4) PAŃSTWO SPOŁECZNE
- „Antykoncepcja i in vitro nie są wspierane przez państwo”. prawda że dramat? ktoś kto się bzykać bez ryzyka wpadki sam musi zapłacić za gumkę albo pigułkę? czyż to nie straszne???? i to in vitro… jak starszej pani odwali na starość i nagle zechce zostać mamuśką to sama ma za to płacic? toż to nieludzkie!!!!
- „dostęp do środków antykoncepcyjnych za darmo” – jasne że firmy farmaceutyczne będą ZA DARMO produkować i rozdawać owe środki (a pewnie potem również za darmo będą paniom – którym się uwidzi dziecko po 20 latach antykoncepcji – fundować in vitro? hehe…)

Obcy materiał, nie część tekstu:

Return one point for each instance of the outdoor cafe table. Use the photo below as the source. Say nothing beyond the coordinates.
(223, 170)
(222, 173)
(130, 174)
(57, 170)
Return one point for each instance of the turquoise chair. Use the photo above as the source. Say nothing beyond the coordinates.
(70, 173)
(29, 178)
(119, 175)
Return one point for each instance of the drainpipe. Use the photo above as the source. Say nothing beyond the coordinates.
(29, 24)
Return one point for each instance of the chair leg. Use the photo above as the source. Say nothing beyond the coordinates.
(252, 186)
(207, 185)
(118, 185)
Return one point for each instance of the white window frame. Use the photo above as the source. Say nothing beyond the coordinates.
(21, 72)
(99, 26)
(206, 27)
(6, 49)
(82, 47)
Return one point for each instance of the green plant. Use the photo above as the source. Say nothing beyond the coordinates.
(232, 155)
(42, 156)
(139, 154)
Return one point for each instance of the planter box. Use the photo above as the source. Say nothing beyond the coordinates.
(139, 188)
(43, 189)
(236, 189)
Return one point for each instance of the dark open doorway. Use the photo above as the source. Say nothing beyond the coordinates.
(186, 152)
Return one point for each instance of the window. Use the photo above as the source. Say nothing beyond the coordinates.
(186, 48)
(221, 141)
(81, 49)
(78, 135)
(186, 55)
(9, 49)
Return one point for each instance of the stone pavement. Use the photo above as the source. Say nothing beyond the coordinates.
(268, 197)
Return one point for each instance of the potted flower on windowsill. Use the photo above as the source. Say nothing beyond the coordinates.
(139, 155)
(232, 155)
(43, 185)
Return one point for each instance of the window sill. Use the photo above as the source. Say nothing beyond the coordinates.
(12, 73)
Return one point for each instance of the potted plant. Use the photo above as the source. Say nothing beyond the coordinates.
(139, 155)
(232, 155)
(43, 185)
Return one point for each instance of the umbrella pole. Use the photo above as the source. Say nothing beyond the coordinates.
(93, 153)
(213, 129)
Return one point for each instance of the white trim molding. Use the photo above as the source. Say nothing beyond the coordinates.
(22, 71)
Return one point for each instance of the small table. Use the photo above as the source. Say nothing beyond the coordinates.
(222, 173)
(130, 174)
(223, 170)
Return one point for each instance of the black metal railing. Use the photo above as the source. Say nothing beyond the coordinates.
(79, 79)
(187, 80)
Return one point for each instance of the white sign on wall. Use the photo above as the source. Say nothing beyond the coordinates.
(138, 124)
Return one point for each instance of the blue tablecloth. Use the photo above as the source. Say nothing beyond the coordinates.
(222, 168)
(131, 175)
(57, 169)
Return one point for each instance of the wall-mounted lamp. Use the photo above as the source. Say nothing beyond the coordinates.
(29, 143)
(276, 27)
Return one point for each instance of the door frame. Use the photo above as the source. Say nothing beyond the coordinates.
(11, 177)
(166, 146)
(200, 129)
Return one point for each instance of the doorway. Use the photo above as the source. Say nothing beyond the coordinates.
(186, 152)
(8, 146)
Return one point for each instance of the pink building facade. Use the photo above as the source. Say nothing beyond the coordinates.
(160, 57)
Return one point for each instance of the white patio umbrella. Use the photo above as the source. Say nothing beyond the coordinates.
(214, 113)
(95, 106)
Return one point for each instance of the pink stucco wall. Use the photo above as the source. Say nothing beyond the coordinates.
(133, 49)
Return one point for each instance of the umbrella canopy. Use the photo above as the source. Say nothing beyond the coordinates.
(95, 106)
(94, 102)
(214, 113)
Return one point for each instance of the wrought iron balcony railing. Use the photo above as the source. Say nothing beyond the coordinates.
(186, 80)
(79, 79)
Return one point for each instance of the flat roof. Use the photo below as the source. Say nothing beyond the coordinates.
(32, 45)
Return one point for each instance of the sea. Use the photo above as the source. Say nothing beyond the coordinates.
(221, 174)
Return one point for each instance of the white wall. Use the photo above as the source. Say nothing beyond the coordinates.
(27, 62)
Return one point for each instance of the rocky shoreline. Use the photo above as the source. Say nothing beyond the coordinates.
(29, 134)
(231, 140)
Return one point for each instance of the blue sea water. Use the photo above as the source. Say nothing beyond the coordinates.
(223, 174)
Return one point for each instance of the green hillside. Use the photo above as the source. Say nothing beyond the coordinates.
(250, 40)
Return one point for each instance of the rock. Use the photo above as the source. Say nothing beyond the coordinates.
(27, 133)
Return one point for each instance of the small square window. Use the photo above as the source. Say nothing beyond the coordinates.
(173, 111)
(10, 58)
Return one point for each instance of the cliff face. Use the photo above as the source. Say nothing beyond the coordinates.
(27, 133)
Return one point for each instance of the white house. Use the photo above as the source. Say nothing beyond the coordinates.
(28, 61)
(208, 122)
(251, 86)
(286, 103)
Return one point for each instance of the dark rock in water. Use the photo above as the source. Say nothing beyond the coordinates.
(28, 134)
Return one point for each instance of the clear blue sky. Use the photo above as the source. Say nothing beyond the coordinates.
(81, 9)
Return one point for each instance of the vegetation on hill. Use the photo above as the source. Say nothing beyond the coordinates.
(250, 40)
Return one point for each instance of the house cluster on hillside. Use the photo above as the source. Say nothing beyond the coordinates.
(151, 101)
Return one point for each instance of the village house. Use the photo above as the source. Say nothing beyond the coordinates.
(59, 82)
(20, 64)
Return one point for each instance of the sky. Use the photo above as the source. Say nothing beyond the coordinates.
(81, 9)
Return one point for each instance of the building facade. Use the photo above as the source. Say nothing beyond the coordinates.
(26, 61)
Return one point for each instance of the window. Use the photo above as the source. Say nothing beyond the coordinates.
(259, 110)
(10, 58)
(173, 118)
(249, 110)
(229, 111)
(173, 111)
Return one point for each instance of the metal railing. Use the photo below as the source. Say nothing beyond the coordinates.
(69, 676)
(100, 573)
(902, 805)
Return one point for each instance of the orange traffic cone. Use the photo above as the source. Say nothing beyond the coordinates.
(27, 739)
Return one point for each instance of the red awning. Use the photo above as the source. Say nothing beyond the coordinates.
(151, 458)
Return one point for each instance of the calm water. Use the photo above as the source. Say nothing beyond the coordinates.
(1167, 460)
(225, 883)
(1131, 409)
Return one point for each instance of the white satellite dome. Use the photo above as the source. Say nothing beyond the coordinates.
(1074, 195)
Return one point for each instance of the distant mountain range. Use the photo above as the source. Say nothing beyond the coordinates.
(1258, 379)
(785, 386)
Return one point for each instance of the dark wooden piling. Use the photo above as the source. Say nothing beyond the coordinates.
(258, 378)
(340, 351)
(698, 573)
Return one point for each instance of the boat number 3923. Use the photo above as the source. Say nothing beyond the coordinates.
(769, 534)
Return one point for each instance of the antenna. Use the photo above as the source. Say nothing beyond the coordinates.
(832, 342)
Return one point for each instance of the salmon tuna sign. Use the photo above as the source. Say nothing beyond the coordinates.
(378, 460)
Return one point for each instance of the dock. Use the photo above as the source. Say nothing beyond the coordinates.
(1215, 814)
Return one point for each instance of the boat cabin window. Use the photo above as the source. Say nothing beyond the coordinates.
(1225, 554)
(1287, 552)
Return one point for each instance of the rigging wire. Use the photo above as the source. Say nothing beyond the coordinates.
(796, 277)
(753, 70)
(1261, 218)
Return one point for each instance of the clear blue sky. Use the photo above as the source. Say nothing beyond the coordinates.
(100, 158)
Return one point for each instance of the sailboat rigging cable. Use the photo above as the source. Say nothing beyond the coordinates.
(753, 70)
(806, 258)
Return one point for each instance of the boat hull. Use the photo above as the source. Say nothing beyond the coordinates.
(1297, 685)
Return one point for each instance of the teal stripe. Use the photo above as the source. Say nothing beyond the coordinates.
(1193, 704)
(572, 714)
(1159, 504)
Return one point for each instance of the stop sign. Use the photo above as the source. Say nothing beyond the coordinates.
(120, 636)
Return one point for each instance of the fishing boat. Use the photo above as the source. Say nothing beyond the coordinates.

- „Tylko 2,6% dzieci korzysta ze żłobków” – też dramat no nie? te głupie matki nie chcą oddawać dzieci w „fachowe” ręce i zapieprzać na kasie w biedronce tylko zachciewa im się siedzieć z bachorami… ale na szczęście jest p-kmiot, który (najpierw po dobroci, a jak to nie pomoże to na pewno jakiś kij się znajdzie) zachęci kobiety by od razu po urodzeniu oddawały dzieci do żłobków gdzie fachowi urzędnicy (alo alo a jak to się ma do postulatu ograniczania biurokracji przecież te żłobki i przedszkola pewnie będzie finansowane z podatków?!)

- problemy kobiet… no tak… faktycznie największym problemem kobiet w Polsce jest brak parytetów w każdej sferze życia… (tak swoją drogą – parytety 50/50 – i pytanie „techniczne” jak będzie nieparzyście to wtedy tniemy? czy zatrudniamy „kobietę płci obojga”)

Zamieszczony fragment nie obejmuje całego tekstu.